Abstract

With the increasing interest in developing alternative fuel sources to fossil fuels, biodiesel is one preferred alternative. Several researchers have proposed the use of heterogenous catalyst but it is not commercially in use yet. Recently, more attention is being paid to improvement of the energetic performance and minimising the inefficiencies in the different process components, but not many literatures have shown how these inefficiencies are introduced during design of heterogeneously catalysed biodiesel production processes. This study aim to use exergy analysis to determine location, magnitude and sources of thermodynamic inefficiencies in a heterogeneously catalyzed rice bran oil biodiesel production plant.

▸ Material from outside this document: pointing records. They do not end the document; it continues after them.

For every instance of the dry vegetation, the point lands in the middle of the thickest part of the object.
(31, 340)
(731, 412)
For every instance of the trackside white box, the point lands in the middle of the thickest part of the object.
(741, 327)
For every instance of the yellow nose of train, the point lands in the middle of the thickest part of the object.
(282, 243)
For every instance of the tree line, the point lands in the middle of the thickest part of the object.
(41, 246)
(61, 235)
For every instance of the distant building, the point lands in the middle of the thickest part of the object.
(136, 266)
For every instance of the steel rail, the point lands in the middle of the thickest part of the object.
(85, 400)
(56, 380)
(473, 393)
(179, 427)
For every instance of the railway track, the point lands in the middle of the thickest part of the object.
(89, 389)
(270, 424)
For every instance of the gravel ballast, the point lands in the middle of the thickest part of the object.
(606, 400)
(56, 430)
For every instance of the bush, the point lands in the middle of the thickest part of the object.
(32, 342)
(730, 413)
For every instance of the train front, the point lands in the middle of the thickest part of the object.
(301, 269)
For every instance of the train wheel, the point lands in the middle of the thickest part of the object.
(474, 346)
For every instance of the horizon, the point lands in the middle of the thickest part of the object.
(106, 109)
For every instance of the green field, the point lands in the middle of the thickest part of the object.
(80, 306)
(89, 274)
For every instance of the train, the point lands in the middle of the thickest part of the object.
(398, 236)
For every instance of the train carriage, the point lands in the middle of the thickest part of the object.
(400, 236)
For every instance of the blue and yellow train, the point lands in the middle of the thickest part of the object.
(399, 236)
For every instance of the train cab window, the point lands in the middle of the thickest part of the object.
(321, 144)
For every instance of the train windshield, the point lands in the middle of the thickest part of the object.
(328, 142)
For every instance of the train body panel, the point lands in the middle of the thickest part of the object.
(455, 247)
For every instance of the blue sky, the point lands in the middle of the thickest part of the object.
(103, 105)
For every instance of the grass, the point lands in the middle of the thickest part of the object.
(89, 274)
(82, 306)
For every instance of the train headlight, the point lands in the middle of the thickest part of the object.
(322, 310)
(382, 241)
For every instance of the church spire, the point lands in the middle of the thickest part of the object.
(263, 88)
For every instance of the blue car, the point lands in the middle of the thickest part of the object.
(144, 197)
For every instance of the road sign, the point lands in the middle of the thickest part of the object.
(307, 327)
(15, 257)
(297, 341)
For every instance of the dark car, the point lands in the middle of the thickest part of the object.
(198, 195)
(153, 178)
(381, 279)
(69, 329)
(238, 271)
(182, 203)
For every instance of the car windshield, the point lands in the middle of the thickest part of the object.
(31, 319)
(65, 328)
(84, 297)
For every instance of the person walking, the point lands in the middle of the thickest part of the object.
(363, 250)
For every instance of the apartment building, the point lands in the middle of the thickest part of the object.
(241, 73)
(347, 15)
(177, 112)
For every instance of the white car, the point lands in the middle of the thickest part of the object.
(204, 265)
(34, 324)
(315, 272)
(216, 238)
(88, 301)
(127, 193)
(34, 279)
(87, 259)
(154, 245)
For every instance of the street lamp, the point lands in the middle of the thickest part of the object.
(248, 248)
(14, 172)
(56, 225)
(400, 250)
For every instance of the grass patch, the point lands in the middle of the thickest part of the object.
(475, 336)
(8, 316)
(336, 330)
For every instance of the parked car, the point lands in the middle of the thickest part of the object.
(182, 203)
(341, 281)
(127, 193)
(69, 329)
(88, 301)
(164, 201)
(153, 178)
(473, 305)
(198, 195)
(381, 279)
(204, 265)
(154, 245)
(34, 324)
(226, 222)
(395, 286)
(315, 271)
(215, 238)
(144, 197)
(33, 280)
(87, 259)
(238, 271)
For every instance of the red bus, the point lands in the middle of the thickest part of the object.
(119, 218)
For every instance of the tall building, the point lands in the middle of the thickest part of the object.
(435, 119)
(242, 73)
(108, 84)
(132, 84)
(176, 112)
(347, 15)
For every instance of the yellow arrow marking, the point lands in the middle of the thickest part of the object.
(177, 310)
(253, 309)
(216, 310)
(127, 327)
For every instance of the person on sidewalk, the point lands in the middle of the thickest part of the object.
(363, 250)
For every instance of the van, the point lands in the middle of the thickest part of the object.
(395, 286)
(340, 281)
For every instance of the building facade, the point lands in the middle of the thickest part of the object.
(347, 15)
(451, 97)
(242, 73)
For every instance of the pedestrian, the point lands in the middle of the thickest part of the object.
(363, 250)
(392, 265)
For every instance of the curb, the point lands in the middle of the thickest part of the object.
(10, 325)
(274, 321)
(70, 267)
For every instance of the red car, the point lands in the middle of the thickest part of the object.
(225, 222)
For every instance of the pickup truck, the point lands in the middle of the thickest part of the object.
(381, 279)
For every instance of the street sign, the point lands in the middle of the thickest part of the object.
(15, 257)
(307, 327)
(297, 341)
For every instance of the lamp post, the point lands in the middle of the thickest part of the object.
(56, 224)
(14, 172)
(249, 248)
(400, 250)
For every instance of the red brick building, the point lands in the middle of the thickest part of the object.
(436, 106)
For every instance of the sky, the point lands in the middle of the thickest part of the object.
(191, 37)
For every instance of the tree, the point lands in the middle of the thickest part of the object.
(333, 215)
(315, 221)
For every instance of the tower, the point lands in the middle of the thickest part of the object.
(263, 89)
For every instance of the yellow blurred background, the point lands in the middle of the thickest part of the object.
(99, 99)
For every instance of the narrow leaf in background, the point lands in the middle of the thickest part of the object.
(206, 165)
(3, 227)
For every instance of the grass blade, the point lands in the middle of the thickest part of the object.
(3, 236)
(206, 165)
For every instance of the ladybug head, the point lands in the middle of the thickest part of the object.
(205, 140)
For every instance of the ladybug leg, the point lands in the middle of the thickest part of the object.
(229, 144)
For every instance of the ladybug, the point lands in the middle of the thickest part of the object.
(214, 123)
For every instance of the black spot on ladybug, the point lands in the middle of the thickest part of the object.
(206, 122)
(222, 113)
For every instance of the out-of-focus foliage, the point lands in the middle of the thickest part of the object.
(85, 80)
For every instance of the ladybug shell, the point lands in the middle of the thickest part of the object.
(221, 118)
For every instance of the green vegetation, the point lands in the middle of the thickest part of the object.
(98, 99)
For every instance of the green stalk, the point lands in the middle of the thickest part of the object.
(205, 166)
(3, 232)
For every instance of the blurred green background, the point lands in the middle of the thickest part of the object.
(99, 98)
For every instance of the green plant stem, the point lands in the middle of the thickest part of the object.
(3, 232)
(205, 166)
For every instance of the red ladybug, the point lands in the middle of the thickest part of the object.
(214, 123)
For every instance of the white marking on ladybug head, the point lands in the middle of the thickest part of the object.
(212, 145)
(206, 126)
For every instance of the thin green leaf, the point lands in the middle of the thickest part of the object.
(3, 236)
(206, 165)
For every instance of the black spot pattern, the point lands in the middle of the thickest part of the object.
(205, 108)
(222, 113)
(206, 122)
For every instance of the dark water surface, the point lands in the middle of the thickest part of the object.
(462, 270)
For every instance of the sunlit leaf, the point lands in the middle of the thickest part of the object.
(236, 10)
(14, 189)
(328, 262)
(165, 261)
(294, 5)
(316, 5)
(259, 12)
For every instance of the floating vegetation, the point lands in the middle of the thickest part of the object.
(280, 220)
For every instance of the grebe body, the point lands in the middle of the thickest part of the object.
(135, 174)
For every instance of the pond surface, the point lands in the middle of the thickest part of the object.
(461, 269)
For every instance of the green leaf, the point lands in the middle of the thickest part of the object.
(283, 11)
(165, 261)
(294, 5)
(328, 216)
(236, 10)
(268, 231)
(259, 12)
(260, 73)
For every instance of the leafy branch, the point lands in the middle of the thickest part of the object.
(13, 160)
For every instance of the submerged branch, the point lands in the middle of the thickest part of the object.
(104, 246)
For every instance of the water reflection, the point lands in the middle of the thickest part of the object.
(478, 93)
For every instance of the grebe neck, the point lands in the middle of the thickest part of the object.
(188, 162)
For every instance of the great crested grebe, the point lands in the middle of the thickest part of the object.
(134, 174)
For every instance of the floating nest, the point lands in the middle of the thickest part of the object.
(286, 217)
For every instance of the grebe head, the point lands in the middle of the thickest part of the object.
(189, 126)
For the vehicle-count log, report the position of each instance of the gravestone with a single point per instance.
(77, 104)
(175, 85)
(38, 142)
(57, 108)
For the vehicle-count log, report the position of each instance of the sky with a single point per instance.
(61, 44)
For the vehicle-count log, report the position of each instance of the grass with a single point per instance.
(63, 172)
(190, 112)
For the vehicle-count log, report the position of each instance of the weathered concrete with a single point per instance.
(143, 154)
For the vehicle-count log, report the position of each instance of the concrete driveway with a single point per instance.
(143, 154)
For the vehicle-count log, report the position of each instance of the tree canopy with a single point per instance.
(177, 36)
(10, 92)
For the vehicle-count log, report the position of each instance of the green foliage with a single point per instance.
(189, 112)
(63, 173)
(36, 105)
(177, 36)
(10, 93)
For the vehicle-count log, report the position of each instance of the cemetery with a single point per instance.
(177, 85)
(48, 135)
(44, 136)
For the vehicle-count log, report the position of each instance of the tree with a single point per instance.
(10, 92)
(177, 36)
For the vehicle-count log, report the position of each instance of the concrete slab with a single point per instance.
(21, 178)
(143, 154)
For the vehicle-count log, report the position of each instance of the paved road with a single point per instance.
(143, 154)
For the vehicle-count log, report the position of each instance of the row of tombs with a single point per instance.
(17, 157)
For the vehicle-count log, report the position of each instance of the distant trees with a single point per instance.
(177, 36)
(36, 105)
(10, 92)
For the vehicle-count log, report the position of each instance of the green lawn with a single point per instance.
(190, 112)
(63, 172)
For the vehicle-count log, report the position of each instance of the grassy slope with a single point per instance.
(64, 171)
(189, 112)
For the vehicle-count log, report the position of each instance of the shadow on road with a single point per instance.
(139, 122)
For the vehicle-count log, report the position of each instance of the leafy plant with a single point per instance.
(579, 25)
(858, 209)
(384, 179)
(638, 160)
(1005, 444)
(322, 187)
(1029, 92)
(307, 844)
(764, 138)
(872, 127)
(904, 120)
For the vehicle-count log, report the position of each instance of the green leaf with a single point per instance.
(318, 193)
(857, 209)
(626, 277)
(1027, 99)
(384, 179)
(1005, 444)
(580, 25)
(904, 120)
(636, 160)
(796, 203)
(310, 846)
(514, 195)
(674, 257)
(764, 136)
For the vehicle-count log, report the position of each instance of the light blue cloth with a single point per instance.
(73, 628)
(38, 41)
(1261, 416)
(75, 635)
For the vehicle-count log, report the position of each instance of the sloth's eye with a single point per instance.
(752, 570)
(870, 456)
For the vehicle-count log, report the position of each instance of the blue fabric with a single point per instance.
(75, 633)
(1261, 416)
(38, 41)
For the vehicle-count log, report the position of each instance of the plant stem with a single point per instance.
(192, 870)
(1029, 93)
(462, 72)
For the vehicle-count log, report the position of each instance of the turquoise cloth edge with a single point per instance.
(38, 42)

It demonstrates how improper placement of utilities can result to energy losses in a heterogeneously catalyzed rice bran oil biodiesel production plant and it comparatively examine how the exothermic energy of transesterification reaction can drive the system. Two rice bran oil biodiesel production plants are simulated. The first production plant simulated has hot utility supply to the reactor while the second is without hot utility supply to the reactor and both were defined as scheme 1 and scheme 2 respectively. The overall analysis showed that for scheme 1, exergy efficiency was 63.92% with 94.2% of the total exergy destruction taking place in the reactor while efficiency of scheme 2 was observed to improve to 75.15% with exergy destruction in the reactor reduced to 1.63%.